Священники переглянулись.
– Как раз наоборот, Арантир. Как это ни странно, нам очень близки ваши взгляды. Мы были удивлены, узнав, что вы не только на словах, но и на деле воплощаете их в жизни. Несмотря на формальную иерархию, ваши люди верят, что не станут жертвой случайной вспышки злости, как это бывает в других местах.
Мысленно хмыкаю. Пока эти парни – молодцы. Христианская вера моего мира, в годы своего начала, тоже была насквозь правильной и справедливой, вот без дураков. Тысячелетия существования, конечно, сильно подпортили все ветви христианства, порой извратив изначальную идею до неузнаваемости, но свою роль, положительную роль, в развитии человечества вера (все религии) сыграла. Факт есть факт. Эти ребята могут быть искренними воплощениями святости, могут быть прагматичными людьми с принципами, могут искренне продвигать идеи равенства и братства. Когда этот позитивный импульс иссякнет? Через десять лет? Через сто?
Впрочем, я им про всякие хорошие вещи могу многое рассказать, от концепции гуманизма они наверняка в экстаз придут. Тоже ведь в своей основе правильная и добрая вещь. Однако и гуманизм – инструмент, и в плохих руках его можно использовать в таком извращённом формате, что отцы-основатели в могилах вращаться будут.
– Мы говорили о вашей церкви, – напоминаю, кивая на цветок в горшке. – И о том, что я чего-то не понимаю.
Эньян искренне смутился.
– Простите, отвлёкся. Да. Когда мы говорим о Светлой Матери, речь идёт о высшем божестве, настолько могущественном, что даже неспособном напрямую проявляться в нашем мире, не навредив ткани реальности.

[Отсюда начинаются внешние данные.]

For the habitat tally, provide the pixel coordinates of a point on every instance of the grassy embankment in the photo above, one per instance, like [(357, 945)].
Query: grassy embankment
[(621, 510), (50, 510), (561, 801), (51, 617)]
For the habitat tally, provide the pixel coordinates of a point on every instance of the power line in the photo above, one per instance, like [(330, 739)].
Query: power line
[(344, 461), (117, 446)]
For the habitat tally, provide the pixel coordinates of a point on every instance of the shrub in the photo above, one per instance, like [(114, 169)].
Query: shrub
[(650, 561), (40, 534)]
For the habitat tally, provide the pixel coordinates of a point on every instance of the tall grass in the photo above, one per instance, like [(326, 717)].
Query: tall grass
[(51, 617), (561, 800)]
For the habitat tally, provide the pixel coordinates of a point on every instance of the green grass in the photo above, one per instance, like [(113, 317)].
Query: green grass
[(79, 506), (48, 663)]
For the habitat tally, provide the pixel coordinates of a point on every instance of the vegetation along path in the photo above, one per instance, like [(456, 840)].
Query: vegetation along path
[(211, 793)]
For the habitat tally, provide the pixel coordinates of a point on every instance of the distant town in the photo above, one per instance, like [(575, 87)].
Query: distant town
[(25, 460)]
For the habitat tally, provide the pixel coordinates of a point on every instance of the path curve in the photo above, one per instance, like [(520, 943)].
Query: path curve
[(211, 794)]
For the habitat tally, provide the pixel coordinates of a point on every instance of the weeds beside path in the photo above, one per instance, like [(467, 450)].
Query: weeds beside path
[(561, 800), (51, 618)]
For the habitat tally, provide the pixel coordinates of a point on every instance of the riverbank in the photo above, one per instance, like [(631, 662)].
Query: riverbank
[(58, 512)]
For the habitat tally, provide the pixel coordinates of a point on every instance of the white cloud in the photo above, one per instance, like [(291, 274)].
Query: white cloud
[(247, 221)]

Я к этому заявлению отнёсся с некоторым скепсисом. С самой концепцией божественных существ у меня никакой проблемы не было, волю Симиры я видел воочию. Но существа настолько подавляющей силы…

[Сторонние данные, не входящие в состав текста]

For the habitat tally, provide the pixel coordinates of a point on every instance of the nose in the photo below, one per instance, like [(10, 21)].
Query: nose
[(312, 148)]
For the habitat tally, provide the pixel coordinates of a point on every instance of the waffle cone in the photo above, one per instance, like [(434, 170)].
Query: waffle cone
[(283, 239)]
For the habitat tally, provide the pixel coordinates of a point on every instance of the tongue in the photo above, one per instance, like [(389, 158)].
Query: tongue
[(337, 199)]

– Простите мой скептицизм, господа, – начал я, – но если Светлая Мать действительно настолько могущественна, она либо вообще не вмешивается в жизнь смертных, либо мы все – её безвольные рабы, и вся наша жизнь под её полным неограниченным контролем.

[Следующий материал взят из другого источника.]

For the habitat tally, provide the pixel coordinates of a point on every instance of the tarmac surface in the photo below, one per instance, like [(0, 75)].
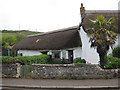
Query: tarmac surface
[(33, 84)]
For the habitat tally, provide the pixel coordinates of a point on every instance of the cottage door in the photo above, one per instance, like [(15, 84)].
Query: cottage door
[(70, 56)]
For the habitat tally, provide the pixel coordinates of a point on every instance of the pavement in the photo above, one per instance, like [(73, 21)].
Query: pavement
[(46, 83)]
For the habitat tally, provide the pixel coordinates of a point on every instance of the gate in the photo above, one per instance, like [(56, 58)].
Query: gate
[(25, 71)]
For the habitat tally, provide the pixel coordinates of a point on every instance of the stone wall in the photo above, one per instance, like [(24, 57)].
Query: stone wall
[(11, 70), (57, 71)]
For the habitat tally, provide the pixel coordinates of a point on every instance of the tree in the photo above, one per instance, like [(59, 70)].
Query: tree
[(102, 37)]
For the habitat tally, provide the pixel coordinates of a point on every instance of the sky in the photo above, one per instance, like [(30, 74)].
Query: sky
[(47, 15)]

Священники лишь улыбнулись.
– Первое, Арантир, – ответил Франсуа.
– Светлая Мать не является творцом нашего мира, но именно она одарила живых существ разумом и волей. А значит, и магией, – подхватил Гендальф. – И если жрецы ограничены проявлением своего покровителя, мы, священники истинной веры, не знаем ограничения. Любая магия доступна нам через божественное провидение.
Несколько секунд я обдумывал услышанное, после чего выдал первый из пришедших на ум тезисов.
– Вот, наверное, маги переполошились.
И вновь вызвал своими словами улыбки.